Quel magnifique portrait de l'homme froid, cynique et cruel que représente Jean Yanne. Si on réfléchit bien, sa présence à l'écran est assez courte, mais suffisante pour montrer ce que l'humain peut avoir d'abject, y compris d'écraser en voiture un enfant sans s'en soucier.
C'est la quête de vengeance qui va animer le formidable Michel Duchaussoy, dont on sent en permanence cette volonté de tuer ce monstre qui lui a pris une vie, alors qu'il se trouvait déjà veuf. Mais, et c'est là le génie de Chabrol et de Gégauff, c'est que la vengeance ne résout pas tout et qu'elle entraine d'autres dommages collatéraux.

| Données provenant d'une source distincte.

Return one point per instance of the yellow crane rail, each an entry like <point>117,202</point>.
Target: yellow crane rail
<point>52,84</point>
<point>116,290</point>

Ce film de 1969 aurait très bien pu être réalisé par Fritz Lang ou Alfred Hitchock car tous les éléments du thriller à l'anglaise sont là : le meurtrier est connu très rapidement, le reste n'est qu'une remontée vers le seul coupable possible, et en se servant de ses proches (ici, la belle-sœur). Mais deux scènes de repas, absolument terrifiantes, montrent bien qu'on est chez Chabrol, que l'univers décrit est la petit bourgeoisie de Province, mais, et c'est sans doute l'apport de Paul Gégauff, une certaine ironie dans l'histoire.
Pour en revenir à Jean Yanne, dont ce fut le premier rôle majeur, il illustre très bien cette touche typiquement masculine que la colère renvoie à une forme de faiblesse. On le voit sans arrêt s'en prendre à sa femme et ses proches pour un rien, tout en pelotant la maitresse de maison (!), et la scène culminante du voilier est fondamentale, car il montre ici sa petitesse, car il est sur un territoire qui lui est hostile.
Pour parler des autres acteurs, notons aussi l'excellente Caroline Cellier (qui joue l'amante de Duchaussoy et qui va faire rentrer le loup dans la bergerie), et Maurice Pialat qui joue un commissaire par lequel va se déclencher la fin du film.
Tourné dans des paysages très froids, qui donne aussi au film cette apparence minérale, Que la bête meure est un film magistral, peut-être le meilleur film de Chabrol que j'ai pu voir. La noirceur de l'histoire est décidément bien servie par ces deux comédiens fabuleux qu'étaient Duchaussoy et Yanne.